Апостол Павел утверждал, что отпадение человека от Бога не 
остановило поисков неведомого Божества. Обращаясь к афинянам, в числе святынь которых он нашёл жертвенник «неведомому Богу», апостол сказал: «Сего-то, Которого вы, не зная, чтите, я 
проповедую вам...» (Деяния. 17.23). Человек, порабощённый демонами и стихиями, остро ощущал своё отпадение и искал целостности. Потому миф является выражением Божественной реальности. 
По словам Н. Бердяева, «язык духовного опыт есть неизбежно символический и мифологический язык» (4).
Символ «реально являет» миф сверхбытия на уровне бытия, на 
высшей ступени, как отмечает Ю.М. Лотман, истина является непосредственно созерцанию для духовного взора, на нижней она 
приобретает характер знаков. Стержневая группа символов имеет 
архаическую природу, символы хранят «в свёрнутом виде обширные тексты», они пронизывают диахронию культуры и берут на 
себя «функции механизмов единства», скрепляют культуру, не дают 
ей «распасться» (5). Погружаясь в мир символов, человечество общается со своим «вчера» и познаёт «завтра», образуя устойчивую 
основу культуры, символы несут печать вечного и хранят подлинное знание (слово) о мире.
Мифическая мысль оперирует широким набором бинарных оппозиций, что продемонстрировал в своих исследованиях по структурной антропологии К. Леви-Стросс. В мифологических представлениях о мире противопоставлены категории: «своё» — «чужое», 
«день» — «ночь», «близкий» — «далёкий», «открытый» — «закрытый», «мир» — «антимир» и др. Элементы нравственного, религиозного, эстетического характера в рамках первобытного синкретизма не были обособлены друг от друга. Общие диффузные оценки 

заключали в себе и эстетический оттенок: «своё», «полезное», «доброе» означало одновременно и «красивое», а «чужое», «вредоносное», «злое», «враждебное» осмысливалось как «безобразное». 
Динамика мифологического мира — переход от неупорядоченного 
состояния к упорядоченности, от хаоса к космосу. Порядок связывался со «своей» территорией, социально освоенным пространством, 
местом проживания рода, со светлым временем суток, с тёплым временем года (6). Внешнее, беспорядочное, чужое пространство, социально неосвоенное время («ночь»), с одной стороны, наделялись 
отрицательными чертами, с другой — воспринимались как высшее 
непостижимое инобытие. В мифологии и ритуале сами противопоставления не являются строго однозначными: «данный член противопоставления содержит признаки, присущие противоположному 
его члену» (7). Абсолютно прекрасное может быть враждебно человеку, в смертельном, злом и уродливом обнаруживается своя красота 
и поэзия.

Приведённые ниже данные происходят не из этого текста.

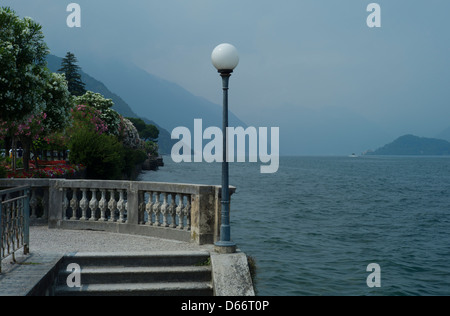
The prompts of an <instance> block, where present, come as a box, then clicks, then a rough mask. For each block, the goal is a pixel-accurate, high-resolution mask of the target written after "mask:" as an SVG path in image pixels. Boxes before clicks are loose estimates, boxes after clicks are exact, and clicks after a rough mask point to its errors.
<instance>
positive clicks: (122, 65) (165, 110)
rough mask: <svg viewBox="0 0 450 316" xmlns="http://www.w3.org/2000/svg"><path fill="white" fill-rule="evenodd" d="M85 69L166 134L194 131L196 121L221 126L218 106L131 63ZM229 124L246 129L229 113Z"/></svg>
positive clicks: (86, 67)
mask: <svg viewBox="0 0 450 316" xmlns="http://www.w3.org/2000/svg"><path fill="white" fill-rule="evenodd" d="M86 69H89V72H90V73H92V74H94V75H95V76H96V78H99V79H100V80H102V81H103V82H104V83H105V84H107V85H108V87H110V88H111V89H112V90H113V91H115V92H116V93H118V94H120V96H122V98H124V99H125V100H127V102H128V104H129V105H130V106H131V108H132V109H133V110H134V111H135V112H136V113H137V114H138V115H140V116H144V117H151V118H152V119H153V120H154V121H156V122H158V124H160V125H161V126H163V127H164V128H166V129H168V130H169V131H172V130H173V129H174V128H175V127H178V126H186V127H188V128H189V129H191V130H193V124H194V119H196V118H201V119H203V126H204V127H207V126H218V127H221V126H222V106H221V105H218V104H215V103H212V102H210V101H208V100H206V99H204V98H202V97H198V96H195V95H193V94H192V93H190V92H189V91H187V90H186V89H184V88H183V87H181V86H179V85H177V84H175V83H173V82H170V81H167V80H164V79H161V78H159V77H157V76H155V75H152V74H150V73H148V72H146V71H144V70H142V69H141V68H139V67H137V66H135V65H133V64H131V63H124V62H114V63H113V62H107V61H99V62H92V63H91V64H87V65H86ZM229 123H230V126H242V127H246V124H245V123H243V122H242V121H241V120H240V119H239V118H238V117H237V116H236V115H234V114H233V113H232V112H230V113H229Z"/></svg>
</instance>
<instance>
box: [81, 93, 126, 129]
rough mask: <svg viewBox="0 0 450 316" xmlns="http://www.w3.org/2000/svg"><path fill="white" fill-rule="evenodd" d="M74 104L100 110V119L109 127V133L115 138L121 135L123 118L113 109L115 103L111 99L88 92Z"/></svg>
mask: <svg viewBox="0 0 450 316" xmlns="http://www.w3.org/2000/svg"><path fill="white" fill-rule="evenodd" d="M74 102H75V104H76V105H87V106H90V107H93V108H94V109H96V110H98V111H99V112H100V118H101V119H102V120H103V121H104V122H105V123H106V125H107V133H108V134H110V135H115V136H119V135H120V131H121V127H122V122H121V119H120V117H121V116H120V114H119V113H117V112H116V111H115V110H113V109H112V107H113V106H114V102H113V101H112V100H111V99H106V98H105V97H103V96H102V95H101V94H100V93H94V92H92V91H87V92H86V93H85V94H84V95H82V96H79V97H76V98H75V100H74Z"/></svg>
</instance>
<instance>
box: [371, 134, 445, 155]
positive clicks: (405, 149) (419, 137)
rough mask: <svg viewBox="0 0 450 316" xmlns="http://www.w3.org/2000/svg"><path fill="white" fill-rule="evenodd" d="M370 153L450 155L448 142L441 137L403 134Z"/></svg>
mask: <svg viewBox="0 0 450 316" xmlns="http://www.w3.org/2000/svg"><path fill="white" fill-rule="evenodd" d="M370 154H371V155H411V156H444V155H450V142H448V141H446V140H443V139H436V138H425V137H418V136H414V135H405V136H402V137H399V138H397V139H396V140H395V141H393V142H392V143H390V144H387V145H385V146H384V147H382V148H379V149H377V150H375V151H374V152H372V153H370Z"/></svg>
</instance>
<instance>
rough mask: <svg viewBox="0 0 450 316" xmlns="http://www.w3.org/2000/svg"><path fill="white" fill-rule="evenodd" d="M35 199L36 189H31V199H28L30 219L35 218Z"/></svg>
mask: <svg viewBox="0 0 450 316" xmlns="http://www.w3.org/2000/svg"><path fill="white" fill-rule="evenodd" d="M37 204H38V203H37V197H36V188H32V189H31V198H30V211H31V212H30V218H36V217H37V216H36V209H37Z"/></svg>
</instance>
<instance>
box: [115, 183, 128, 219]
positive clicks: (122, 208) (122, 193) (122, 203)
mask: <svg viewBox="0 0 450 316" xmlns="http://www.w3.org/2000/svg"><path fill="white" fill-rule="evenodd" d="M123 192H124V190H120V191H119V196H120V197H119V202H117V209H118V210H119V223H125V217H124V216H125V207H126V205H125V199H124V198H123Z"/></svg>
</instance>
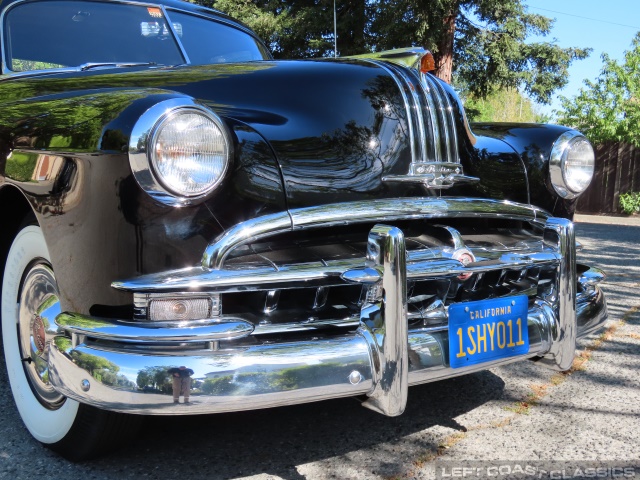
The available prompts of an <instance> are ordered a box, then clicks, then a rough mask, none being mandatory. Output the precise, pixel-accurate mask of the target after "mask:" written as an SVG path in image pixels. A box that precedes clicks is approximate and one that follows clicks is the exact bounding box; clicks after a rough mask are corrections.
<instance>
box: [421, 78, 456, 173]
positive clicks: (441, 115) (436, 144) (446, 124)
mask: <svg viewBox="0 0 640 480" xmlns="http://www.w3.org/2000/svg"><path fill="white" fill-rule="evenodd" d="M421 77H422V78H421V81H420V85H421V87H422V90H423V92H424V96H425V97H426V98H427V101H428V102H429V115H430V117H431V124H432V128H433V131H432V134H433V137H432V138H431V141H432V142H433V144H434V146H435V148H436V156H435V158H434V159H433V160H435V161H436V162H442V161H445V162H449V163H453V162H458V163H459V159H454V158H451V157H450V156H449V155H446V156H445V155H443V151H442V142H443V138H442V132H443V131H444V142H445V144H446V145H448V144H449V142H450V139H449V128H448V125H447V123H446V121H445V118H444V115H443V114H442V110H443V108H444V107H443V105H442V99H441V98H440V92H439V91H438V90H437V89H435V88H432V84H431V82H429V81H428V80H427V79H430V80H432V81H433V79H432V78H430V77H429V76H428V74H424V75H422V74H421ZM423 79H424V81H423ZM445 148H446V146H445ZM433 160H432V161H433Z"/></svg>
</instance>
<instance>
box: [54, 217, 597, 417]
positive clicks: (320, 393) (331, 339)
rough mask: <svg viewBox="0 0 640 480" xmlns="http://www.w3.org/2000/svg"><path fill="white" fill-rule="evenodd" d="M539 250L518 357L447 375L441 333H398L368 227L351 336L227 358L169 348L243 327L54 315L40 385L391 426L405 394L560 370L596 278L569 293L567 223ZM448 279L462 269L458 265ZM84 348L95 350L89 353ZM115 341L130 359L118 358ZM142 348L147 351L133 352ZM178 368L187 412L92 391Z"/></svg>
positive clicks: (245, 321)
mask: <svg viewBox="0 0 640 480" xmlns="http://www.w3.org/2000/svg"><path fill="white" fill-rule="evenodd" d="M543 243H544V246H545V248H546V250H545V252H546V255H547V256H549V255H551V261H552V262H553V265H556V269H557V275H556V284H555V288H554V289H553V293H552V294H551V295H549V296H547V298H544V299H542V298H538V299H536V300H535V301H534V302H530V304H529V311H528V334H529V351H528V353H526V354H523V355H520V356H516V357H509V358H504V359H499V360H495V361H492V362H486V363H482V364H479V365H470V366H467V367H462V368H455V369H454V368H451V367H450V366H449V340H448V331H447V326H437V327H420V328H414V329H408V326H407V325H408V321H407V294H406V285H407V275H408V269H407V265H406V258H407V255H406V252H405V240H404V235H403V233H402V231H401V230H399V229H398V228H396V227H393V226H386V225H376V226H375V227H374V228H373V229H372V230H371V232H370V234H369V238H368V251H367V260H366V264H365V266H364V268H363V273H362V274H361V275H360V276H358V275H357V274H353V273H352V274H351V275H352V276H353V277H354V278H359V279H360V281H363V282H364V281H368V282H371V283H372V284H374V285H376V286H377V288H371V289H370V294H369V296H368V298H367V300H366V302H365V303H364V305H363V306H362V309H361V315H360V322H359V326H358V328H357V330H356V331H355V333H354V334H351V335H344V336H335V337H331V338H318V339H310V340H300V341H291V342H288V343H273V344H269V343H264V344H259V345H251V346H239V347H236V348H232V349H229V350H225V349H219V350H216V349H202V350H189V349H181V348H180V345H181V344H182V345H184V344H189V343H190V342H194V341H198V342H203V341H204V342H217V341H220V340H224V339H233V338H240V337H243V336H246V335H249V334H250V333H251V331H252V329H253V325H252V324H250V323H249V322H246V321H243V320H242V319H235V320H234V319H226V318H225V321H222V322H219V323H214V324H209V325H200V326H197V327H191V328H185V327H182V328H171V327H167V326H164V327H159V328H155V329H152V328H143V327H140V326H136V324H135V323H134V322H128V323H126V322H116V323H113V322H107V321H100V320H97V319H93V318H89V317H82V316H78V315H74V314H61V315H60V316H58V318H57V319H56V323H58V325H59V326H60V328H61V329H62V330H64V331H65V332H66V333H67V335H66V336H62V335H61V336H57V337H55V338H54V341H53V343H52V345H51V348H50V355H49V367H50V368H49V370H50V372H49V377H50V381H51V383H52V384H53V385H54V387H55V388H56V389H57V390H58V391H59V392H61V393H62V394H64V395H65V396H67V397H69V398H72V399H74V400H77V401H80V402H83V403H87V404H90V405H93V406H96V407H99V408H103V409H107V410H114V411H121V412H128V413H140V414H157V415H173V414H180V415H184V414H204V413H217V412H228V411H240V410H250V409H257V408H267V407H274V406H281V405H290V404H296V403H304V402H312V401H318V400H325V399H331V398H338V397H347V396H356V395H366V396H367V397H368V398H367V399H366V401H365V402H364V406H366V407H368V408H370V409H372V410H375V411H378V412H380V413H382V414H384V415H389V416H396V415H400V414H402V412H403V411H404V408H405V405H406V402H407V390H408V387H409V386H410V385H416V384H420V383H426V382H431V381H434V380H439V379H444V378H449V377H454V376H458V375H463V374H466V373H470V372H473V371H478V370H484V369H487V368H490V367H492V366H495V365H499V364H504V363H509V362H513V361H517V360H521V359H524V358H531V359H536V360H540V361H542V362H543V363H545V364H547V365H549V366H551V367H552V368H555V369H559V370H566V369H568V368H570V367H571V364H572V362H573V358H574V352H575V344H576V338H577V337H580V336H583V335H586V334H587V333H590V332H592V331H594V330H595V329H597V328H598V327H599V326H601V325H602V324H603V323H604V321H605V320H606V317H607V307H606V302H605V299H604V296H603V294H602V292H601V291H600V289H599V287H598V285H597V284H598V283H599V282H600V281H601V280H602V279H603V278H604V274H603V273H602V272H600V271H599V270H597V269H589V270H587V271H585V272H583V273H581V275H580V277H579V278H578V282H577V283H576V277H577V274H576V260H575V245H576V244H575V236H574V229H573V224H572V223H571V222H570V221H568V220H564V219H558V218H548V219H546V223H545V226H544V236H543ZM547 250H548V251H547ZM549 252H551V253H549ZM457 268H464V267H461V266H460V265H459V264H458V267H457ZM363 279H365V280H363ZM577 284H578V285H579V286H580V289H579V290H580V291H579V292H578V289H577ZM223 318H224V317H223ZM69 334H70V336H71V337H72V338H71V339H69V336H68V335H69ZM92 338H93V339H100V340H102V341H101V342H92V341H90V340H89V339H92ZM104 340H109V341H113V342H114V345H117V347H116V346H111V345H110V343H109V341H107V342H105V341H104ZM169 341H171V342H173V344H174V345H176V346H175V348H174V349H166V348H165V349H164V350H162V351H159V350H158V349H155V350H154V349H153V348H152V346H153V344H154V342H156V344H158V343H160V344H164V345H165V346H166V342H169ZM127 342H131V343H130V344H131V345H133V344H134V343H135V344H136V345H137V348H127ZM145 344H146V345H147V346H148V349H146V350H145V349H144V348H140V345H145ZM96 365H100V367H96ZM181 365H184V366H186V367H187V368H190V369H192V370H193V371H194V372H204V374H205V377H206V378H207V379H211V380H210V382H209V383H210V384H211V385H213V386H212V387H211V388H210V389H209V390H210V391H205V390H204V389H203V390H202V392H200V394H198V395H192V397H191V400H192V401H191V402H190V403H189V404H188V405H185V404H176V403H174V402H173V401H172V396H171V395H170V393H171V392H159V391H143V390H141V389H139V388H136V387H135V386H133V385H132V384H131V383H129V384H128V385H126V384H122V383H121V384H118V383H117V382H115V385H114V381H113V380H111V382H110V384H107V382H105V381H103V379H104V378H105V376H106V374H108V373H109V372H111V374H113V375H116V374H121V375H124V376H128V378H129V379H131V378H135V375H139V372H142V371H144V370H145V369H150V371H151V370H153V369H156V370H162V369H168V368H171V367H176V366H181ZM196 377H197V375H196ZM205 377H201V378H205ZM194 381H197V378H194ZM130 382H131V380H130Z"/></svg>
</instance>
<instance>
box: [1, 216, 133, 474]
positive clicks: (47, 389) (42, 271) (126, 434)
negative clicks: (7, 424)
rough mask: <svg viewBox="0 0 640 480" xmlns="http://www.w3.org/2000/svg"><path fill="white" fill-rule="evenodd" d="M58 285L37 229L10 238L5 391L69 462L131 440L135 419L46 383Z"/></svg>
mask: <svg viewBox="0 0 640 480" xmlns="http://www.w3.org/2000/svg"><path fill="white" fill-rule="evenodd" d="M59 313H60V302H59V294H58V287H57V283H56V279H55V275H54V272H53V268H52V267H51V261H50V256H49V252H48V249H47V244H46V242H45V239H44V236H43V235H42V230H41V229H40V227H38V226H35V225H29V226H27V227H25V228H23V229H22V230H21V231H20V232H19V233H18V234H17V235H16V237H15V239H14V241H13V243H12V245H11V248H10V250H9V254H8V256H7V262H6V265H5V270H4V279H3V284H2V311H1V315H2V339H3V344H4V354H5V360H6V365H7V372H8V376H9V382H10V384H11V391H12V393H13V398H14V400H15V402H16V406H17V408H18V412H19V413H20V416H21V417H22V421H23V422H24V424H25V426H26V427H27V429H28V430H29V432H30V433H31V435H33V437H34V438H35V439H36V440H38V441H39V442H41V443H43V444H44V445H46V446H47V447H49V448H51V449H52V450H55V451H57V452H58V453H60V454H61V455H62V456H64V457H65V458H67V459H69V460H73V461H78V460H84V459H87V458H90V457H93V456H95V455H97V454H100V453H104V452H106V451H108V450H110V449H111V447H112V446H115V444H116V441H122V439H123V438H131V433H132V430H135V429H137V427H138V426H139V424H140V419H139V417H137V416H133V415H124V414H120V413H114V412H107V411H102V410H99V409H96V408H94V407H90V406H88V405H83V404H79V403H78V402H76V401H73V400H71V399H68V398H66V397H64V396H63V395H61V394H59V393H58V392H57V391H56V390H55V389H54V388H53V387H52V386H51V384H50V383H49V370H48V355H49V342H50V341H51V339H52V337H53V336H54V335H55V334H56V333H57V327H56V325H55V322H54V319H55V317H56V316H57V315H58V314H59Z"/></svg>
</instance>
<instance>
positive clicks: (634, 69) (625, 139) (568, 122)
mask: <svg viewBox="0 0 640 480" xmlns="http://www.w3.org/2000/svg"><path fill="white" fill-rule="evenodd" d="M631 46H632V49H631V50H628V51H627V52H625V60H624V63H618V62H617V61H615V60H613V59H611V58H610V57H609V56H608V55H606V54H604V55H603V56H602V61H603V67H602V70H601V71H600V75H599V76H598V78H597V79H596V80H595V81H590V80H585V82H584V87H583V88H581V89H580V92H579V93H578V95H577V96H575V97H573V98H566V97H561V101H562V111H561V112H559V114H558V121H559V122H560V123H563V124H566V125H570V126H572V127H575V128H577V129H578V130H580V131H582V132H583V133H585V135H587V137H589V140H591V142H592V143H595V144H602V143H604V142H607V141H614V142H623V143H629V144H632V145H635V146H640V33H638V34H636V36H635V38H634V39H633V41H632V44H631Z"/></svg>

Красота уродливого, дисгармоничного, «чужого» носителем мифологического сознания ощущалась не менее остро, чем гармония «своего». При описании мифологических структур «изнутри» 
создаётся впечатление, что сближение ряда оппозиционных понятий 
в мифах сильнее и отчётливее, чем их дифференциация (8): в мифе 
предельно заострены противоречия мира, но в мифе и восстанавливается утраченная миром гармония. Логическая непрояснённость 
и противоречивость образа иного мира отражает свойства языческой модели вселенной, позволяющие совмещать черты, на первый 
взгляд, несовместимые, взаимоисключающие. Иной мир ещё более 
сложен и противоречив, чем мир земной, он почти не поддаётся 
рационально-логическому познанию, его постижение даётся интуитивно, в мгновения прозрения и откровения, причём эти мгновения 
могут осмысливаться и как чудесные, и как страшные прорывы1.
В мифе сливается чувственное и сверхчувственное. Высшее, потустороннее, сверхъестественное неотрывно от конкретных явлений 
и предметов. Однако при этом мифу присуща определённая смысловая антитеза чувственного и сверхчувственного. Это даёт возможность мифу раскрывать специфику «иного», специфику мира, 
являющегося высшим и глубинным в иерархическом ряду бытия, 
в этом смысле, как отмечал А.Ф. Лосев, «в мифологии есть нечто 
метафизическое» (9). Несмотря на несомненную чувственность, 

материальность мифа, он является одновременно интуитивным постижением иного, трансцендентного бытия. На наш взгляд, Л. ЛевиБрюль справедливо называет язычников метафизиками: «С известной точки зрения первобытные люди-метафизики». «Они чувствуют 
себя в непрерывном контакте со сверхъестественными силами, перед которыми испытывают такой страх. Эти силы невидимы и чаще 
всего неосязаемы, но они не глухи и не немы» (10). Духи и боги для 
носителей мифологического сознания являются представителями 
иной высшей реальности, обитателями сверхъестест венного мира. 
Сущность мифологических представлений в «неясной и недифференцированной интуиции трансцендентного бытия» (11).
Из жанров русского фольклора наиболее тесную связь с мифом 
сохраняет мифологический рассказ, быличка, один из популярных 
жанров несказочной прозы. Это жанр с мифологической (языческой) сюжетной основой, но в христианскую эпоху он часто имеет черты «суеверного» рассказа. Быличка есть сообщение об особенностях взаимоотношений мира людей и мира духов, о способах 
проникновения «чужой» силы в земное, профаническое пространство, об опасности нерегламентированного общения с духами, о 
важности соблюдения законов, налагаемых «нечистым» временем 
и пространством, и т.д. Такие рассказы могли осмысливаться как 
монолог духов, в них часто звучали голоса самих «иноприродных» 
существ. Быличка связана с народным «двоеверием», но повествует о «нижнем» мире, ей присущи информативно-познавательная, 
обрядовая и эстетическая функции (12).
Мифологический рассказ возникает на основании мифологических представлений и заимствует из мифа его обращенность к 
сверхчувственному миру. Раскрывая взаимоотношения двух миров, мифологический рассказ наиболее глубоко проникает в суть 
 «иного».
«Чужой» мир духов и демонов является в славянских представлениях одновременно миром мёртвых. «В представлениях древних 
славян, несомненно, ужас смерти занимал главное место. Духи и 
демоны по своему происхождению являются душами мёртвых» 
(13). Иной мир — царство мёртвых, трансцендентный и одновременно чувственный, во многом сходный со «своим», земным, человеческим и противопоставленный ему как «чужой».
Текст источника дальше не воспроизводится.